Now let’s encrypt the /home. Before doing anything, be SURE that you made a BACK UP of ALL your data. The entire /home will be ERASED !
We consider that hda3 is the /home partition :
$ cryptsetup luksFormat -c aes-cbc-essiv:sha256 /dev/had $ cryptsetup -y create home /dev/hda $ mkfs.ext3 /dev/mapper/home
We won’t use neither the crypttab file or the fstab one, because we don’t want to be prompted at boot time for a password. And of course we can’t afford to crypt our data with a randomized key, changing at every boot !
What we want is the encryption to be done at log-in time, without prompting the user for another passphrase. Don’t we have enough passwords to memorize to add one more !?
We are going to use PAM, the Linux authentication mechanism, with its libpam-mount module. It is designed to mount some devices while the user log in, exactly what we need ! The user Linux password will be used as the encryption passphrase.
Of course, the security level will depend on your user password – take a good care on its length and complexity (though it must be already the case, encryption or not). A good compromise is probably an 8 digits password. Of course, if you are looking for the top level security, prefer the boot time passphrase prompting method…

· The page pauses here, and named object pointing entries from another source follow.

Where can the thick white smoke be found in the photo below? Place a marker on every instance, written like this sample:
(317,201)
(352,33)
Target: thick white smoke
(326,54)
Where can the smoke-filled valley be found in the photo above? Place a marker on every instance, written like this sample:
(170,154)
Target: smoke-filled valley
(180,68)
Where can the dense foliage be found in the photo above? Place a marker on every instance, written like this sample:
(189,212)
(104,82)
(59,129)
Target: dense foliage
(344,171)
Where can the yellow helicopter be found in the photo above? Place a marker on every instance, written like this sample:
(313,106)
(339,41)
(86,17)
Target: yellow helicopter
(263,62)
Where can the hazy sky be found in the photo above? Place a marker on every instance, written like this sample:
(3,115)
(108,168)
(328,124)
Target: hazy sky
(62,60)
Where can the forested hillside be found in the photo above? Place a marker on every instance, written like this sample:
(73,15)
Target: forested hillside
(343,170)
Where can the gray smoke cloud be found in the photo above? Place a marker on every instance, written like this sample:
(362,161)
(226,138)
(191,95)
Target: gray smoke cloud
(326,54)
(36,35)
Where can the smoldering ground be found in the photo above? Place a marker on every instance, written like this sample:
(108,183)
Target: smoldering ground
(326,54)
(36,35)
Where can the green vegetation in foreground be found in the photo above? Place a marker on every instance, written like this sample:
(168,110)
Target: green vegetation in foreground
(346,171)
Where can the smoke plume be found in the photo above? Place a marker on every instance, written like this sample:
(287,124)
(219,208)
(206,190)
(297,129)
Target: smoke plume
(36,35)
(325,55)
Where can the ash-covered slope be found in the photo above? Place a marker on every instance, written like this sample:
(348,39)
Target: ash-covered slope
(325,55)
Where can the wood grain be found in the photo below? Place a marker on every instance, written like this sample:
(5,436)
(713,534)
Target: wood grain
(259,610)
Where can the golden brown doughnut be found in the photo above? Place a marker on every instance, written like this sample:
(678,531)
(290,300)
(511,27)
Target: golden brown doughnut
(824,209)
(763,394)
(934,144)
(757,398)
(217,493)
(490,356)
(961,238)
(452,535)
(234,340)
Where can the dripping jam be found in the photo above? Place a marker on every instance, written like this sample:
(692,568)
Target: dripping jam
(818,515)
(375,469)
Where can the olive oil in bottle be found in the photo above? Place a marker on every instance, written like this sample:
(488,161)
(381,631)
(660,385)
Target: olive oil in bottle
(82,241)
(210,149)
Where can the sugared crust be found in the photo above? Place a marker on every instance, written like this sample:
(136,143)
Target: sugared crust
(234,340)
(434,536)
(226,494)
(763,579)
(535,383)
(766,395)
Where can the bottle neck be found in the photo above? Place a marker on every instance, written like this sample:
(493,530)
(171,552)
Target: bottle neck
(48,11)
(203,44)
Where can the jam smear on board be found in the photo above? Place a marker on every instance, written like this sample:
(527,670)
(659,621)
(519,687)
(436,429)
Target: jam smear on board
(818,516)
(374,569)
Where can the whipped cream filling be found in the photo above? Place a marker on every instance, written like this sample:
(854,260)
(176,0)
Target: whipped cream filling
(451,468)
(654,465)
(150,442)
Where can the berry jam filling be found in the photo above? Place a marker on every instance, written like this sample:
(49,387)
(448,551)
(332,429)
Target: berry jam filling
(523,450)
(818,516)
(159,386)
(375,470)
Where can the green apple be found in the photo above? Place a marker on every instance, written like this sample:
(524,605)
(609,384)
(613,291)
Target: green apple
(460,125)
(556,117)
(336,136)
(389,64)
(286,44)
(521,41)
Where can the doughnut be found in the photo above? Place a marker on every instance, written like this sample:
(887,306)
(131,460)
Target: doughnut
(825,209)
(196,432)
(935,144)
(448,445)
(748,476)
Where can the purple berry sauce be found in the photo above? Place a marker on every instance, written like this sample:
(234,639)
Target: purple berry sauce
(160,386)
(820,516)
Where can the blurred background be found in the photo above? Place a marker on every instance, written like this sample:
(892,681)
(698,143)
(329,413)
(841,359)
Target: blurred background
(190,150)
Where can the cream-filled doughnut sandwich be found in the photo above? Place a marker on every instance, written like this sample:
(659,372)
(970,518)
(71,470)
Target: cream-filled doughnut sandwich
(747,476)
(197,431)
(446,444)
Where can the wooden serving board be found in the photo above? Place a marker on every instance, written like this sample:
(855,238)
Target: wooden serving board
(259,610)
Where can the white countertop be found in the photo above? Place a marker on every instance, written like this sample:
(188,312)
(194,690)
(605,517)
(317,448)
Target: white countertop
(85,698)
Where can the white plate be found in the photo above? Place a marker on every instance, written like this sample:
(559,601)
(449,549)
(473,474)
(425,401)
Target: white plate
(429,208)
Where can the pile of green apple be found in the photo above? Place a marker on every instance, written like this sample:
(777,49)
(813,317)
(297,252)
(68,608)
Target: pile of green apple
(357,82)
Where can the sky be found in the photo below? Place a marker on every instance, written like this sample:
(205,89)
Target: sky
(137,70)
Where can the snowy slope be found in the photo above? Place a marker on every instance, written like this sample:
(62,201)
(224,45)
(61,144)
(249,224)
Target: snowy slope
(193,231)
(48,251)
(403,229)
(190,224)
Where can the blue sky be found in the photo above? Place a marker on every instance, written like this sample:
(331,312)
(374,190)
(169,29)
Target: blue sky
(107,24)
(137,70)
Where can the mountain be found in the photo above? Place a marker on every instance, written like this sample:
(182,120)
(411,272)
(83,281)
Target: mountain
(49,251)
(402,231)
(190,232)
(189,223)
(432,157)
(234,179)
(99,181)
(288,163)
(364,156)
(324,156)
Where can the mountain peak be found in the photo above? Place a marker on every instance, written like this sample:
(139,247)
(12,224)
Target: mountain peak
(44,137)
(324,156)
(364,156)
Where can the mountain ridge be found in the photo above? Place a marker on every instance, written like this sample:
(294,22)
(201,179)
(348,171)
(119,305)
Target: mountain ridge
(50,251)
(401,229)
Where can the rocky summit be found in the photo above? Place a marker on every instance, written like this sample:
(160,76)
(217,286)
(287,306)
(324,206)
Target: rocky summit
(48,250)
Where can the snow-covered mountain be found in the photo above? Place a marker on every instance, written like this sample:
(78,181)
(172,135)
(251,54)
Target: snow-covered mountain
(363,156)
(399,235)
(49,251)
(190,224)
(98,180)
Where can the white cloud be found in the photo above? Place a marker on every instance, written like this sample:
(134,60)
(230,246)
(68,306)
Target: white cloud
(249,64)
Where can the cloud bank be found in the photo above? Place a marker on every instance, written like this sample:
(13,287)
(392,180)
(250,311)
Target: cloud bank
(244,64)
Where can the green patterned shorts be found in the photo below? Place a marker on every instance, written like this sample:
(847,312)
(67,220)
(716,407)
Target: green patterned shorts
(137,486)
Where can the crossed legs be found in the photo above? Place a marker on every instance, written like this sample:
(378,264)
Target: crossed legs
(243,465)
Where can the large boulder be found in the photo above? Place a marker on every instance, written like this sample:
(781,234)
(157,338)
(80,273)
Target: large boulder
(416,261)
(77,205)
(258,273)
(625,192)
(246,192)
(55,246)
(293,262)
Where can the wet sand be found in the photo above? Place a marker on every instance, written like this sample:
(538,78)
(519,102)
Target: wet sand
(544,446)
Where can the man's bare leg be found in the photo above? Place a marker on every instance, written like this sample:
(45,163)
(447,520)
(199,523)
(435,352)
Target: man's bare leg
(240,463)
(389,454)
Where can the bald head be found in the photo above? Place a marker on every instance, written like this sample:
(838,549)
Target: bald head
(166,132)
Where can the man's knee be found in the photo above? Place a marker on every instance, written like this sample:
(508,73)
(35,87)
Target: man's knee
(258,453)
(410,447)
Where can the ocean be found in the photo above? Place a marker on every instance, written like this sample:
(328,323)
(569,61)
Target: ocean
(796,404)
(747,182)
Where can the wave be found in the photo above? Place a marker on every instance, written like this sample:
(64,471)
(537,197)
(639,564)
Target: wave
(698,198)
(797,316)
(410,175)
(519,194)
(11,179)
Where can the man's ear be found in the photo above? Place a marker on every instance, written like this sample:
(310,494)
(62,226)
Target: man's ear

To activate it, create or edit the /etc/security/pam-mount.conf.xml file and add this line :
<volume user="user" fstype="crypt" path="/dev/mapper/home" mountpoint="/home" options="fsck,relatime" />
Also add this at the end of the /etc/pam.d/common-auth file :
# cryptsetup auth optional pam_mount.so use_first_pass
That’s done ! Testing is easy : log off, log in and check that your /home partition is well monted. It should not been mounted or readable for other users, including root.
Encrypting a removable device
We assume that you have a usb key (once again BACK UP your data) inserted, corresponding to the /dev/sda device :
$ cryptsetup luksFormat -c aes-cbc-essiv:sha256 /dev/sda1
We open manually the luks partition :
$ cryptsetup luksOpen /dev/sda1 usbkey
We format it with the filesystem of your choice (here ext3) :
$ mkfs.ext3 /dev/mapper/usbkey
We close the partition :
$ cryptsetup luksClose usbkey
Now every time you insert the key, you will be prompted for the password (at least by Gnome through the keyring manager box, though I haven’t tested yet with a different window manager).
This was a much easier experience than I previously thought. Much work has been made to hide the complex layers behind that, and it now takes only a few steps to get a pretty well secured hard drive.
However I think it really must become more user-friendly for the masses. Most of people will still be scared to open a terminal and type the commands above, so I am looking forward to seeing some graphical front-end to manage all that. Sure there are coming, and if you already know some project, please let me know.
About performance, if encryption must have a resource cost, I could not notice any slow down on a pretty modest hardware (celeron M 1,5 Ghz).